Choroidal Detachment 

Updated: Feb 10, 2017
Author: Carlo E Traverso, MD; Chief Editor: Andrew A Dahl, MD, FACS 



The suprachoroidal space is normally virtual because the choroid is in close apposition to the sclera. As fluid accumulates, this space becomes real, and the choroid is displaced from its normal position. Fluid accumulation, either serumlike or blood, also can occur within the choroid, which is a spongy tissue.

Serous choroidal detachment involves transudation of serum into the suprachoroidal space. This transudation may be due to increased transmural pressure, most frequently caused by globe hypotony of any etiology or trauma, or exudation of serum, most frequently caused by inflammation.

Hemorrhagic choroidal detachment is a hemorrhage in the suprachoroidal space or within the choroid caused by the rupture of choroidal vessels.
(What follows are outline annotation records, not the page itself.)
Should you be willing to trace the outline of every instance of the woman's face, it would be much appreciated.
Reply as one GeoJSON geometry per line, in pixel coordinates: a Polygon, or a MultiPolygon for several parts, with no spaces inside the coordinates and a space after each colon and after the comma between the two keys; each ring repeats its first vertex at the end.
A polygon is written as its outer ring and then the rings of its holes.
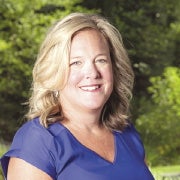
{"type": "Polygon", "coordinates": [[[106,39],[83,30],[72,39],[70,73],[60,92],[63,110],[101,111],[113,89],[112,64],[106,39]]]}

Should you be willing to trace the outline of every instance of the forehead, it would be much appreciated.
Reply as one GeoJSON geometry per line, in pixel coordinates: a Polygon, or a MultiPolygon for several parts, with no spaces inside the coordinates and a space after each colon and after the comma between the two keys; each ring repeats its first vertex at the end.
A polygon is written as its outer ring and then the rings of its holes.
{"type": "Polygon", "coordinates": [[[77,32],[71,41],[71,54],[79,51],[109,52],[109,44],[101,32],[95,29],[85,29],[77,32]]]}

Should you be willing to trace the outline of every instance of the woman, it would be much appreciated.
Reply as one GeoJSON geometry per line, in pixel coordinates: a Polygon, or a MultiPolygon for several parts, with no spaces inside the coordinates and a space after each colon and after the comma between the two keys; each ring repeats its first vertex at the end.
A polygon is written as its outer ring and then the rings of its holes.
{"type": "Polygon", "coordinates": [[[47,34],[30,110],[1,163],[8,180],[152,180],[128,121],[133,71],[118,30],[74,13],[47,34]]]}

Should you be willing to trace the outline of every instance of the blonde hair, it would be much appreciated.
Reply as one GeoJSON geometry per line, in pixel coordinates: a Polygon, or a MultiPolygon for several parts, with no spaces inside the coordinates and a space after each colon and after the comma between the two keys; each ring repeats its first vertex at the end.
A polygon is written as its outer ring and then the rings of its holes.
{"type": "Polygon", "coordinates": [[[122,130],[128,124],[134,74],[121,35],[105,18],[84,13],[72,13],[55,23],[42,43],[33,68],[28,119],[39,117],[42,125],[48,127],[65,118],[56,96],[68,79],[72,37],[87,28],[103,34],[112,60],[114,87],[103,108],[101,122],[116,130],[122,130]]]}

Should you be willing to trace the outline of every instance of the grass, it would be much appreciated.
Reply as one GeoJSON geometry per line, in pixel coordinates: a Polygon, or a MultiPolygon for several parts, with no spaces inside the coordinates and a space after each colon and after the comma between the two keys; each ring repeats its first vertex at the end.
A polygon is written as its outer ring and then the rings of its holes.
{"type": "Polygon", "coordinates": [[[155,180],[162,180],[162,174],[180,173],[180,165],[158,166],[150,168],[155,180]]]}
{"type": "MultiPolygon", "coordinates": [[[[0,143],[0,157],[7,151],[8,146],[0,143]]],[[[0,167],[0,180],[3,180],[2,169],[0,167]]]]}

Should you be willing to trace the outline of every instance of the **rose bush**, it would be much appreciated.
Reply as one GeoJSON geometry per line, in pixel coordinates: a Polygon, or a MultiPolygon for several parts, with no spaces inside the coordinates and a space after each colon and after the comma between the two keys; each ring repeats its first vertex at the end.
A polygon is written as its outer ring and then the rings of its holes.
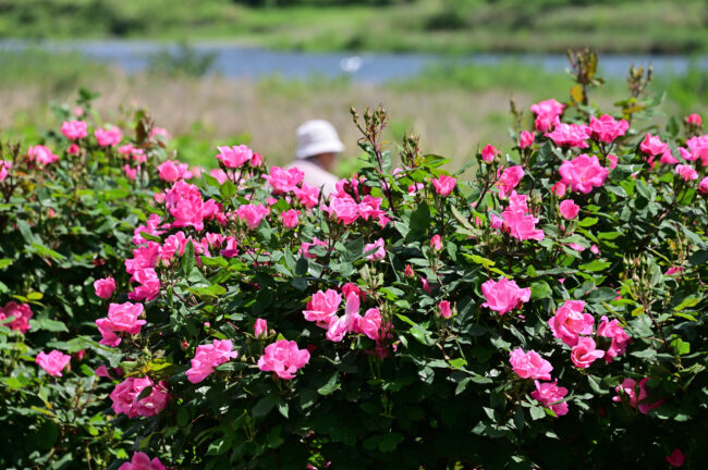
{"type": "Polygon", "coordinates": [[[648,124],[636,70],[600,111],[571,60],[567,102],[455,174],[413,136],[393,169],[377,109],[329,198],[245,147],[156,180],[86,280],[117,280],[89,311],[112,468],[708,465],[708,136],[648,124]]]}
{"type": "Polygon", "coordinates": [[[99,376],[121,358],[94,341],[95,321],[124,296],[124,259],[167,184],[157,165],[168,151],[141,113],[121,121],[136,129],[130,137],[103,129],[91,98],[83,91],[71,113],[56,108],[63,124],[41,145],[0,143],[2,468],[107,468],[129,457],[110,425],[113,386],[99,376]],[[126,165],[136,175],[142,166],[141,177],[131,181],[126,165]]]}

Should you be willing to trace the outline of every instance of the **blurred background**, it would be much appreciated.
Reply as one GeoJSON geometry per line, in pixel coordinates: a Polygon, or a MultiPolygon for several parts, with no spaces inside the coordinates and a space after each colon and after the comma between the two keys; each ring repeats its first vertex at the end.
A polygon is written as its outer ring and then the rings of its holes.
{"type": "Polygon", "coordinates": [[[666,113],[705,114],[706,0],[0,0],[0,131],[39,139],[85,87],[103,120],[146,108],[206,166],[244,143],[283,164],[297,125],[327,119],[345,174],[350,104],[382,103],[391,141],[414,129],[454,169],[512,146],[510,100],[567,99],[565,51],[583,47],[600,52],[605,111],[634,63],[654,66],[666,113]]]}

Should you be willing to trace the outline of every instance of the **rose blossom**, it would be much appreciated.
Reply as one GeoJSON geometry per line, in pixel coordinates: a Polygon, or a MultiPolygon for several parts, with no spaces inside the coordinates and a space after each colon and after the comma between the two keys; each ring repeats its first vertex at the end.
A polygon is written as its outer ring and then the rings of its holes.
{"type": "Polygon", "coordinates": [[[280,217],[283,219],[283,225],[285,225],[286,228],[295,228],[297,226],[298,215],[300,215],[300,211],[294,209],[283,211],[280,214],[280,217]]]}
{"type": "Polygon", "coordinates": [[[551,380],[553,366],[541,358],[535,350],[524,352],[522,348],[511,351],[509,362],[516,375],[522,379],[551,380]]]}
{"type": "Polygon", "coordinates": [[[600,119],[595,116],[590,118],[590,131],[593,138],[605,144],[612,144],[612,141],[623,136],[630,128],[630,123],[625,120],[615,121],[609,114],[603,114],[600,119]]]}
{"type": "Polygon", "coordinates": [[[205,380],[215,368],[239,356],[232,350],[233,344],[229,339],[213,339],[212,344],[199,345],[192,359],[192,367],[186,371],[187,380],[199,383],[205,380]]]}
{"type": "Polygon", "coordinates": [[[563,401],[563,397],[567,395],[567,388],[558,386],[558,379],[554,382],[539,383],[534,381],[536,389],[532,392],[532,398],[540,403],[547,408],[550,408],[556,418],[567,415],[567,401],[563,401]]]}
{"type": "Polygon", "coordinates": [[[256,319],[256,323],[253,325],[253,334],[256,337],[268,336],[268,322],[264,319],[256,319]]]}
{"type": "Polygon", "coordinates": [[[676,165],[675,171],[685,182],[698,180],[698,172],[696,172],[691,165],[676,165]]]}
{"type": "Polygon", "coordinates": [[[307,349],[297,349],[297,343],[280,339],[266,346],[265,354],[258,359],[258,369],[272,371],[279,378],[290,380],[295,372],[309,361],[307,349]]]}
{"type": "Polygon", "coordinates": [[[438,304],[438,314],[443,319],[452,317],[452,309],[450,309],[449,300],[440,300],[440,304],[438,304]]]}
{"type": "Polygon", "coordinates": [[[590,127],[584,124],[564,124],[557,123],[553,132],[547,133],[549,137],[558,146],[569,146],[587,148],[589,145],[585,141],[590,137],[590,127]]]}
{"type": "Polygon", "coordinates": [[[61,124],[61,133],[70,140],[77,140],[88,135],[84,121],[69,121],[61,124]]]}
{"type": "Polygon", "coordinates": [[[487,300],[481,306],[488,307],[501,316],[530,299],[529,287],[520,288],[514,281],[509,281],[506,277],[501,277],[497,282],[495,280],[485,282],[481,285],[481,293],[487,300]]]}
{"type": "Polygon", "coordinates": [[[703,194],[708,194],[708,176],[700,180],[700,183],[698,184],[698,191],[703,194]]]}
{"type": "Polygon", "coordinates": [[[29,330],[29,319],[33,317],[33,312],[27,304],[9,301],[4,307],[0,307],[0,320],[10,317],[14,319],[10,323],[4,323],[5,326],[21,333],[26,333],[29,330]]]}
{"type": "Polygon", "coordinates": [[[530,110],[536,114],[536,131],[541,133],[550,131],[564,109],[565,104],[562,104],[554,99],[532,104],[530,110]]]}
{"type": "MultiPolygon", "coordinates": [[[[501,169],[500,169],[501,170],[501,169]]],[[[497,173],[499,174],[499,173],[497,173]]],[[[499,188],[499,198],[505,199],[524,177],[524,168],[522,165],[510,166],[504,169],[499,180],[497,180],[497,187],[499,188]]]]}
{"type": "Polygon", "coordinates": [[[133,459],[118,468],[118,470],[164,470],[164,466],[155,457],[152,460],[143,453],[134,453],[133,459]]]}
{"type": "Polygon", "coordinates": [[[49,375],[61,376],[61,371],[66,367],[71,356],[65,355],[57,349],[52,349],[49,354],[39,351],[35,358],[35,362],[39,364],[49,375]]]}
{"type": "Polygon", "coordinates": [[[581,211],[581,207],[572,200],[565,199],[561,202],[559,210],[561,212],[561,215],[563,215],[563,219],[572,220],[577,217],[577,213],[581,211]]]}
{"type": "Polygon", "coordinates": [[[596,156],[583,153],[573,160],[565,160],[559,169],[563,183],[574,191],[588,194],[593,187],[600,187],[610,170],[600,165],[596,156]]]}
{"type": "Polygon", "coordinates": [[[219,154],[217,160],[221,161],[225,168],[236,169],[253,158],[253,150],[245,145],[233,147],[217,147],[219,154]]]}
{"type": "Polygon", "coordinates": [[[584,309],[583,300],[565,300],[548,320],[553,337],[572,347],[577,344],[578,335],[593,334],[595,319],[589,313],[583,313],[584,309]]]}
{"type": "Polygon", "coordinates": [[[646,403],[649,394],[647,393],[646,383],[649,381],[649,378],[644,378],[637,384],[634,379],[625,379],[620,385],[614,387],[617,396],[612,397],[612,401],[621,403],[624,397],[630,398],[630,406],[632,408],[637,408],[642,415],[646,415],[655,408],[659,408],[666,399],[660,399],[655,403],[646,403]],[[637,388],[639,395],[637,396],[637,388]],[[622,391],[622,393],[620,393],[622,391]]]}
{"type": "Polygon", "coordinates": [[[379,238],[373,244],[366,244],[366,246],[364,246],[364,252],[371,251],[374,249],[376,249],[376,251],[374,251],[370,255],[367,255],[366,259],[370,261],[379,261],[386,258],[386,249],[383,249],[383,238],[379,238]]]}
{"type": "Polygon", "coordinates": [[[589,337],[582,336],[577,339],[577,344],[571,350],[571,360],[581,369],[587,369],[596,359],[605,356],[605,351],[595,348],[595,341],[589,337]]]}
{"type": "Polygon", "coordinates": [[[27,154],[29,156],[29,161],[34,161],[40,166],[59,160],[59,157],[53,154],[51,150],[45,146],[32,146],[27,150],[27,154]]]}
{"type": "Polygon", "coordinates": [[[440,235],[432,235],[432,238],[430,238],[430,248],[436,251],[440,251],[442,249],[442,237],[440,235]]]}
{"type": "Polygon", "coordinates": [[[94,281],[94,288],[96,295],[102,299],[109,299],[113,296],[115,290],[115,280],[111,276],[94,281]]]}
{"type": "Polygon", "coordinates": [[[342,296],[337,290],[318,290],[313,295],[312,300],[307,302],[303,316],[305,316],[305,320],[317,322],[327,327],[337,320],[337,310],[341,302],[342,296]]]}
{"type": "Polygon", "coordinates": [[[499,151],[495,148],[495,146],[488,145],[481,150],[481,159],[486,163],[491,163],[495,161],[495,157],[497,157],[497,153],[499,153],[499,151]]]}
{"type": "Polygon", "coordinates": [[[440,175],[439,178],[432,178],[430,182],[435,186],[435,191],[442,197],[450,196],[450,193],[452,193],[457,184],[454,177],[447,175],[440,175]]]}
{"type": "Polygon", "coordinates": [[[521,136],[518,137],[518,147],[521,148],[528,148],[534,144],[534,139],[536,136],[534,133],[528,132],[528,131],[522,131],[521,136]]]}
{"type": "Polygon", "coordinates": [[[94,135],[96,136],[96,140],[98,140],[98,145],[101,147],[115,147],[123,138],[123,133],[117,126],[111,126],[108,131],[97,128],[94,131],[94,135]]]}

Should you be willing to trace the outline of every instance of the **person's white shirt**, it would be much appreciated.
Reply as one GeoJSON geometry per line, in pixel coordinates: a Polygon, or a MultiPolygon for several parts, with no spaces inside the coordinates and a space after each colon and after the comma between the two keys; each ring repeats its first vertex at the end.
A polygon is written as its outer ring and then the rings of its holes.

This can occur spontaneously (rare), as a consequence of ocular trauma, during eye surgery, or after eye surgery. Except for posttraumatic cases, the clinical picture is very similar in most forms of hemorrhagic choroidal detachment, the only difference being the time of presentation. The outcome is generally worse for intraoperative hemorrhages, which often are accompanied by extrusion or loss of eye contents.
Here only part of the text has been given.